On peut se faire avorter à Toronto et ailleurs en Ontario, mais l’accès à cette intervention y est restreint.

Les médecins ontariens qui pratiquent cet acte sont notamment susceptibles d’être poursuivis en justice en vertu de l’article 251 du Code criminel canadien.

Ce dernier impose d'obtenir une autorisation de la part des comités thérapeutiques et de pratiquer cet acte dans un hôpital.

Or, à l’époque, en Ontario, les quotas autorisés par les comités thérapeutiques sont bien inférieurs à la demande à cause des pressions exercées par le mouvement pro-vie.

Par ailleurs, si les hôpitaux juifs pratiquent des avortements, ceux de religion catholique les interdisent.

Des médecins qui ignorent les exigences de l'article 251 peuvent se voir intenter un procès.

La situation est plus ou moins similaire dans les autres provinces du Canada anglais.

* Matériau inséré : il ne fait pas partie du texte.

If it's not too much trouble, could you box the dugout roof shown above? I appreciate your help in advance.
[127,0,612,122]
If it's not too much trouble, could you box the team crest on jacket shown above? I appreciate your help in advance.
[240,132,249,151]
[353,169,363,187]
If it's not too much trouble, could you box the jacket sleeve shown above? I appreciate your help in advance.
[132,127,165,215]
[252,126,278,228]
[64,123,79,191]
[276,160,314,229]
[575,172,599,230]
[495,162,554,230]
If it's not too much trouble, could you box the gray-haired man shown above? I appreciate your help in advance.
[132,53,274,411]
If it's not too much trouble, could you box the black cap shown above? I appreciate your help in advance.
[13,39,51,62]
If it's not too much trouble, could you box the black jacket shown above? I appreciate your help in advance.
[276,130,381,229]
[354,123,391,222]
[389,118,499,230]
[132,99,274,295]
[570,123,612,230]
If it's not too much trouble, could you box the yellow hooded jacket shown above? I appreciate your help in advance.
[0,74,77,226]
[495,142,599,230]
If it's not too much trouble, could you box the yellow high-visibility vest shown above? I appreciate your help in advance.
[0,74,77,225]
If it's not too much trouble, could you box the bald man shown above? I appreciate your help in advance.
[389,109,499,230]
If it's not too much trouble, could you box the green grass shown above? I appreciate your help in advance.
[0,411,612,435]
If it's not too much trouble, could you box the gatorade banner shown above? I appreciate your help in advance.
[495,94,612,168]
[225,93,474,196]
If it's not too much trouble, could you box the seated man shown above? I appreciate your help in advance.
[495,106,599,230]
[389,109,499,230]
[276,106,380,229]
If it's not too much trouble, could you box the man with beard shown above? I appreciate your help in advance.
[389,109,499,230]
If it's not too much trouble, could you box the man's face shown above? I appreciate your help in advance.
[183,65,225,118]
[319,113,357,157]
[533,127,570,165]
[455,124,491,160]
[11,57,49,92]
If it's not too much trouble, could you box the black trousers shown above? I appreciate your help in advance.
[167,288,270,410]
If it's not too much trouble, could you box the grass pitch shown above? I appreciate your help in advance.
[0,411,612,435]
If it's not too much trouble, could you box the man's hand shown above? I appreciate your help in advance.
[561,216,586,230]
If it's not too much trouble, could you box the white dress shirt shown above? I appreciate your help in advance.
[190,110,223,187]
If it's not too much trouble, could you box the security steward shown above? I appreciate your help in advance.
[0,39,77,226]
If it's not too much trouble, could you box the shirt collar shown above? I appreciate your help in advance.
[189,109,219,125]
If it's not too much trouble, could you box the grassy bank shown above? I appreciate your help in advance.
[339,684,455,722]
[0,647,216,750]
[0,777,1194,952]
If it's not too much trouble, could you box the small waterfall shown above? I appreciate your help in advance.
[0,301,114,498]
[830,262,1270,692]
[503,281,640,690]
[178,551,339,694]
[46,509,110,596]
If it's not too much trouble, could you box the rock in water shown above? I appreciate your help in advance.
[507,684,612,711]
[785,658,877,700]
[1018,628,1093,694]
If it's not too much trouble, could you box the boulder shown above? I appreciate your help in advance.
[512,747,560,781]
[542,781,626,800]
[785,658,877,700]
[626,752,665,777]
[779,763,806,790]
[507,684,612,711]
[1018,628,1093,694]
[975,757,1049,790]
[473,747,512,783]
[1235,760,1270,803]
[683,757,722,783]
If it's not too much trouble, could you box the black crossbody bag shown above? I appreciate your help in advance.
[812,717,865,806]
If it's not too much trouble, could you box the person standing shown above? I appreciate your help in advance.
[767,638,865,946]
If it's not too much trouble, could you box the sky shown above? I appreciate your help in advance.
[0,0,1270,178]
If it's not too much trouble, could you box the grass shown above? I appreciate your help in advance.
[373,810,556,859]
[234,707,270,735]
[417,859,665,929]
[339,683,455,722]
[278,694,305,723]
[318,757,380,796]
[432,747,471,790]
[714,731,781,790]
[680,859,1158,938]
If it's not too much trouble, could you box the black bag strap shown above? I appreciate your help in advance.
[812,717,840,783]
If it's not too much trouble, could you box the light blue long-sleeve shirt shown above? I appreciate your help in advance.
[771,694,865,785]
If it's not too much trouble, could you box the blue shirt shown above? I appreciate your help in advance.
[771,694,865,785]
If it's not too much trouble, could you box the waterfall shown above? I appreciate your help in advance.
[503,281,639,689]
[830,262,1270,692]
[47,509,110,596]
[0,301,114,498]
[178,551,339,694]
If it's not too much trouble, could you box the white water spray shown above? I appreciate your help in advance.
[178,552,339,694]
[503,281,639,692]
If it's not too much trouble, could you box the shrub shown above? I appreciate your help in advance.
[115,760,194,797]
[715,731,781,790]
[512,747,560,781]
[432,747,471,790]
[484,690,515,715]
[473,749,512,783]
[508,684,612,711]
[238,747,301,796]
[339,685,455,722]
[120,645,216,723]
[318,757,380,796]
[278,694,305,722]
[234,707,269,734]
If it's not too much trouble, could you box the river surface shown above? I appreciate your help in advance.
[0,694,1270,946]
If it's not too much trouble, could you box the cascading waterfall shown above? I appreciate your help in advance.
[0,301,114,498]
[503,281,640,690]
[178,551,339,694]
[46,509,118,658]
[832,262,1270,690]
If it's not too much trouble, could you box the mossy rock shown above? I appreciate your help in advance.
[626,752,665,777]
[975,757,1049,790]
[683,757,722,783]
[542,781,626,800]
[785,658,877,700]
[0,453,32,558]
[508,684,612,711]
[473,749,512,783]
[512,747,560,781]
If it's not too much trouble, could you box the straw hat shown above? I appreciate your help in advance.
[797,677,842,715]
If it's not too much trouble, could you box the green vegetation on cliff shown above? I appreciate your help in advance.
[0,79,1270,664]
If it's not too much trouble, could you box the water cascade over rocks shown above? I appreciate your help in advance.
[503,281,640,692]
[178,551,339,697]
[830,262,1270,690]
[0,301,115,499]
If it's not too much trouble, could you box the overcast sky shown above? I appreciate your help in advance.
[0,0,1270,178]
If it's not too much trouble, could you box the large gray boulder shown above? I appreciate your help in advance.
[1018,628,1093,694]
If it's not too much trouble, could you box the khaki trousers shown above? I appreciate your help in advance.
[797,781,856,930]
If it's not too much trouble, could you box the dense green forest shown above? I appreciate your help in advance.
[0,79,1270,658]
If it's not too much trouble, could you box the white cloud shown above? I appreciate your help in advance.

Le Dr Morgentaler veut donc spécifiquement que l’Ontario – et par la suite les autres provinces du Canada anglais – libéralise ses lois sur l’accès à l’avortement, comme l’a déjà fait le Québec.

Après la diffusion du reportage de Rachel Verdon en 1982, le contexte juridique évolue et ouvrira la porte à la décriminalisation de l’avortement au Canada.

En 1988, la Cour suprême du Canada rend inconstitutionnel l’article 251 du Code criminel canadien. La pratique de l'avortement est dans les faits légalisée.

La décision se fonde sur le principe que l’article 251 enfreint la Charte canadienne des droits et libertés notamment parce qu’il contrevient à la notion de sécurité des femmes.

En 1989, les juges de la Cour suprême du Canada confirment par leur décision dans Tremblay c. Daigle que le fœtus ne possède aucune identité juridique avant la naissance.

Cette décision enlève un argument légal de poids au mouvement pro-vie.

En 1990, le gouvernement de Brian Mulroney tente de restreindre une fois de plus l’avortement au Canada.

Son projet de loi est cependant rejeté par le Sénat.

En 1992, la clinique torontoise du Dr Morgentaler est donc parfaitement légale.

Voilà qui rend furieux plusieurs militants pro-vie.

Un affrontement qui va se poursuivre

Le téléjournal, 19 mai 1992

Le lendemain de l’anéantissement de la clinique, le 19 mai 1992, comme le souligne ce reportage du journaliste Marc-André Masson présenté au Téléjournal et animé par Bernard Derome, la police confirme la nature criminelle de l’explosion.

La réaction est vive.

En face du site où a eu lieu l’attentat, des centaines de militants pro-choix manifestent leur appui à Henry Morgentaler.

Le médecin jure qu’il va reconstruire sa clinique. Il a cependant besoin de 250 000 $ pour y arriver.

Le gouvernement de l’Ontario devance une annonce déjà prévue et confirme qu’il va appuyer financièrement la décision d’Henry Morgentaler.

L’attentat de Toronto ne fait rien pour combler le fossé entre partisans pro-choix et militants pro-vie.

En 2008, Henry Morgentaler reçoit l'Ordre du Canada.

Sa nomination soulève l'indignation dans le milieu pro-vie.

Trois personnalités, dont le cardinal Jean-Claude Turcotte, remettent même leur distinction à titre de protestation.